The letter was destroyed and Nita saw the Guide throw the tiny pieces in the fire when supper was started.

That night the camp sat about the fire telling stories and recalling funny things of school-life. It was an atmosphere of unity, and Miss Miller felt for the first time since they started the Camp that she would be fully repaid by the improvement of the members, and the womanhood they would eventually reach after striving for ideals, one just a bit higher than the other, year after year, until the goal appeared.

Finally, Zan exclaimed, "Oh, we forgot the Thermos bottle with the indigestion in it!"

Every one laughed, and Miss Miller hurried to her tent to get the bottle. It was brought over to the fire and the Guide lit a candle to enable the girls to see with ease the thing she was about to show and explain to them.

The two tubes were taken from the warm water in which Miss Miller plunged a thermometer to assure the girls that the temperature was the same as the evening before.

"This is the tube in which we put a little whiskey—see the effect the alcohol has had on the egg? It is shrivelled and even harder than when it was first placed in the tube, although it has had the same advantage of digestive fluids and acids that the other tube and our stomachs have.
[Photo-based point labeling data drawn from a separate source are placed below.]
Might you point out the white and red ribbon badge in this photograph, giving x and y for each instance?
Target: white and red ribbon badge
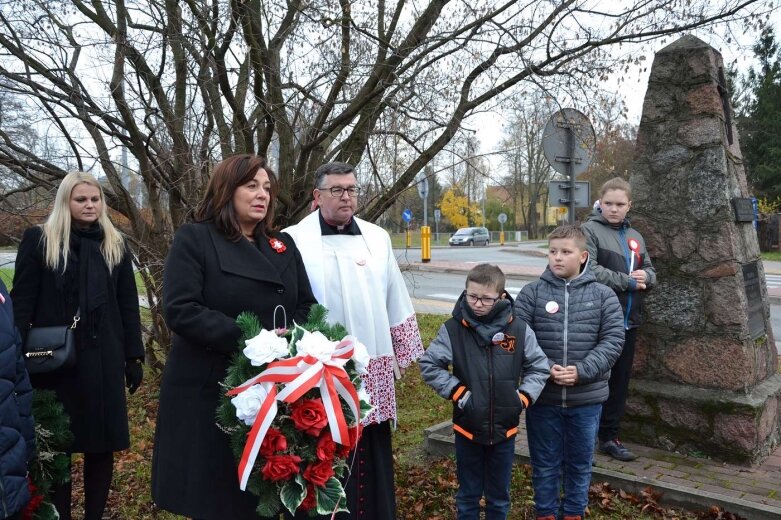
(299, 375)
(634, 247)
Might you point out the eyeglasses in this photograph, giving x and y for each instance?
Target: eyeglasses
(337, 191)
(473, 299)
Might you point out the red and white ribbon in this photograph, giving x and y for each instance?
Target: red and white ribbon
(299, 375)
(634, 247)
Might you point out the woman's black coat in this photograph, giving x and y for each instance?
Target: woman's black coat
(93, 392)
(17, 432)
(208, 282)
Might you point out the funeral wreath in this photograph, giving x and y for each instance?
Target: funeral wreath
(293, 405)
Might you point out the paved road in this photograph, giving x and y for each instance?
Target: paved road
(436, 292)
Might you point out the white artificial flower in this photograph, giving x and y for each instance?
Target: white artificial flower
(361, 357)
(316, 345)
(363, 395)
(265, 348)
(248, 403)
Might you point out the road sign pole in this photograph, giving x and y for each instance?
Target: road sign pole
(571, 171)
(425, 210)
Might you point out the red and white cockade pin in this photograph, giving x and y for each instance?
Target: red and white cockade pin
(634, 247)
(277, 245)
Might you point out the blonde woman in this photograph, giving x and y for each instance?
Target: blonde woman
(77, 261)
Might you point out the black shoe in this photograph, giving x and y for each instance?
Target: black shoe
(618, 451)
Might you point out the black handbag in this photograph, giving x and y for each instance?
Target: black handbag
(51, 349)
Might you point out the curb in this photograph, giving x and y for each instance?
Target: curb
(418, 266)
(672, 495)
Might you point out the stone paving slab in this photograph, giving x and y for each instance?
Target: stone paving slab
(694, 484)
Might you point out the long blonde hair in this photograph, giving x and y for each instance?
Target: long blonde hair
(57, 228)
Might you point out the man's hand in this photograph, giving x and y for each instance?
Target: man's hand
(640, 277)
(565, 376)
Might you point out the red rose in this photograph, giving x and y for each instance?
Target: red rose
(319, 472)
(28, 513)
(280, 467)
(310, 502)
(273, 441)
(326, 447)
(309, 416)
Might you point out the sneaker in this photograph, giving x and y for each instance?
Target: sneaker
(618, 451)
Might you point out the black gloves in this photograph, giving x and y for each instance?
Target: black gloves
(134, 373)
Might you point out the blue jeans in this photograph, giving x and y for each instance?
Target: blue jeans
(483, 470)
(561, 445)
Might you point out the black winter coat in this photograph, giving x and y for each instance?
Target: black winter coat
(576, 322)
(209, 281)
(17, 432)
(92, 392)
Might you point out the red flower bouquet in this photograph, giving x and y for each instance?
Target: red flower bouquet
(293, 407)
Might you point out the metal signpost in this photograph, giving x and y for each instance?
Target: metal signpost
(425, 231)
(406, 216)
(422, 183)
(569, 143)
(437, 217)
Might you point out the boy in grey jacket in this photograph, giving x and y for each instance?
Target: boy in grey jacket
(579, 325)
(498, 371)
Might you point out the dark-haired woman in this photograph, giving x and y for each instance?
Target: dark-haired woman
(229, 261)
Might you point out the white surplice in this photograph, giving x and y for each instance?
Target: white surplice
(357, 279)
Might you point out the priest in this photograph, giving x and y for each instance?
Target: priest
(353, 273)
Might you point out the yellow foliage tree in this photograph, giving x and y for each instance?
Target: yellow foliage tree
(454, 208)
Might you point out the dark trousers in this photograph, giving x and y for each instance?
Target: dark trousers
(561, 446)
(483, 471)
(613, 408)
(98, 470)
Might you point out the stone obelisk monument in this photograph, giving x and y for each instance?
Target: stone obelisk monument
(705, 378)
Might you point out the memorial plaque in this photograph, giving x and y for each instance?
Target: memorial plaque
(756, 314)
(744, 209)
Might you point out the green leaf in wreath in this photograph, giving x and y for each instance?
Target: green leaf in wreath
(268, 500)
(46, 511)
(331, 497)
(293, 493)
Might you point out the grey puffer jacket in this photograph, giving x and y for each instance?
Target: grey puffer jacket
(577, 322)
(496, 371)
(610, 260)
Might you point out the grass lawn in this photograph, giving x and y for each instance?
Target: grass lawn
(426, 486)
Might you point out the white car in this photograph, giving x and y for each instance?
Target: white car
(470, 237)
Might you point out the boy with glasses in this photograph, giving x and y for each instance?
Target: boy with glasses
(579, 325)
(498, 371)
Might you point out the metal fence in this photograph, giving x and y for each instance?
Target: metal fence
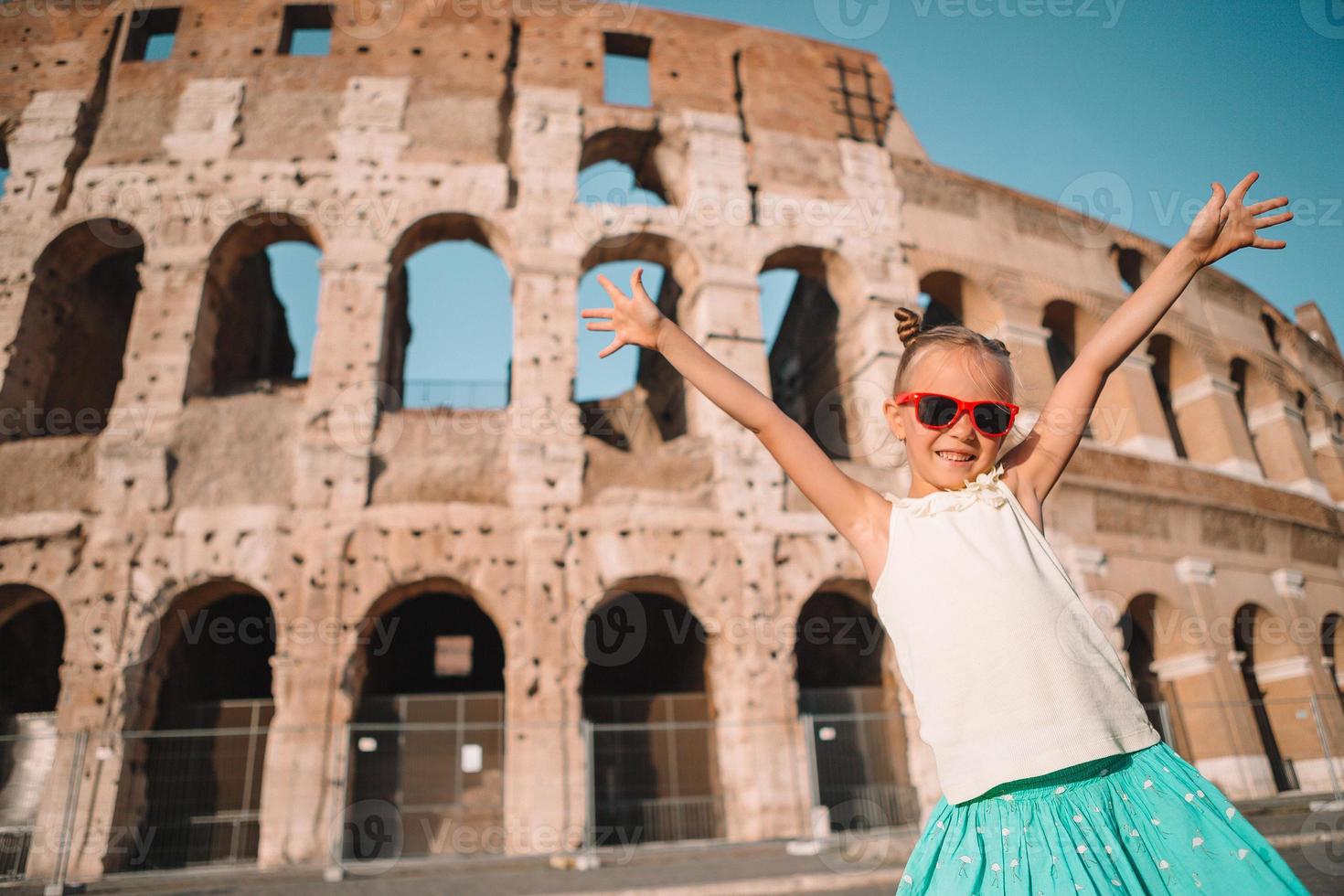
(652, 770)
(428, 769)
(426, 774)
"Now look at this other tube in which nothing but digestive juices were left. This uniform pasty mass at the bottom of the tube is the digested egg. This ought to prove infallibly what a drink of any alcoholic liquid will do to your digestion, and after a time, to your whole physical system."

The girls stared with amazement at the result of the test on the contents of the two tubes, and then looked up at the Guide with an expression that plainly said, "No alcoholic drink for us, no matter how alluring or in what company it is presented."